Quelques commentaires de contexte :
La dégustation s’est déroulée en deux phases : l’après-midi à 14h15 puis le soir à 19h30
Le compte rendu porte sur les deux séances.
Entre autres causes, une aération de 5 heures (dans la bouteille rebouchée en position verticale) peut expliquer les variations dans les appréciations.
Les notes de Didier Sanchez, présent aux deux séances, reflètent ces fluctuations.
Les vins sont dégustés du plus jeune au plus vieux.
Les verres utilisés sont les «Expert» de Spiegelau.
DS : Didier Sanchez – PC : Pierre Citerne – LG : Laurent Gibet – PR : Philippe Ricard – MS : Miguel Sennoun – CD : Christian Declume.
Ordre de dégustation :
(Nombre de dégustateurs total : 16)
1. Domaine de Montille : Pommard 1er Cru « Les Rugiens » 2005
(Echantillon prélevé sur cuve d’assemblage)
L’après-midi : DS17,5+ – PR17 – CD16. Note moyenne AM : 16,8
Bien belle entrée en matière : le ton est donné !
On est bien là pour se faire plaisir…
Le soir : DS17,5+ – PC16+ – LG16,5+ – MS16,5. Note moyenne SOIR : 16,6
Robe pleine mais sans saturation, nuancée, veloutée. Un premier nez lactique cède assez rapidement le pas au grand fruit attendu, avenant mais réservé (suggestions de fruits rouges, de rose fraîche, d’épices…). Matière puissante, vigoureuse et précise, encore boisée, resserrée et peu nuancé aromatiquement. Les qualités de texture sont évidentes, l’assise et la cohérence aussi.

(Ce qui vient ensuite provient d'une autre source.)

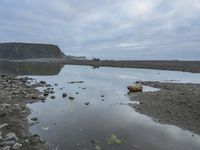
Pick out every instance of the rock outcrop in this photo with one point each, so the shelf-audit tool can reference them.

2. Domaine de Montille : Pommard 1er Cru « Les Rugiens » 2002 – 12°
L’après-midi : DS17 – PR17 – CD16,5. Note moyenne AM : 16,8
Le soir :DS17 – PC16 – LG16,5/17 – MS17. Note moyenne SOIR : 16,7
Robe assez tendre, dégradé centrifuge du grenat au vieux rose. Nez éthéré (acidité volatile marquée), séducteur, avec des inflexions presque tertiaires (gibier à plumes) et la note « ferrugineuse » ─ difficile à décrire autrement ─ propre au terroir. Matière vigoureuse, ciselée, svelte, plus en sinuosité qu’en assise ; un vin déjà expressif, charmeur, à la limite de sembler un peu étriqué pour un Rugiens, surtout dans un grand millésime.
3. Domaine de Montille : Pommard 1er Cru « Les Rugiens » 2001 – 12°
L’après-midi : DS16,5 – PR15 – CD16. Note moyenne AM : 15,8
Le soir :DS16,5 – PC17 – LG16+ – MS17. Note moyenne SOIR : 16,6
Robe brillante, vive, décidée, avec une nuance fauve. Expression aromatique pure et puissante, moins charmeuse mais peut-être plus profonde que celle du 2002 : un grand fruit nuancé de noyau et d’humus. Intense en bouche, tranchant grâce à une acidité très ferme, racé, droit et sapide ; un vin d’un abord sévère pour certains, présentant plus d’assise, de mâche et de vigueur que le 2002, à mon sens un plus grand vin, davantage dans l’esprit du terroir.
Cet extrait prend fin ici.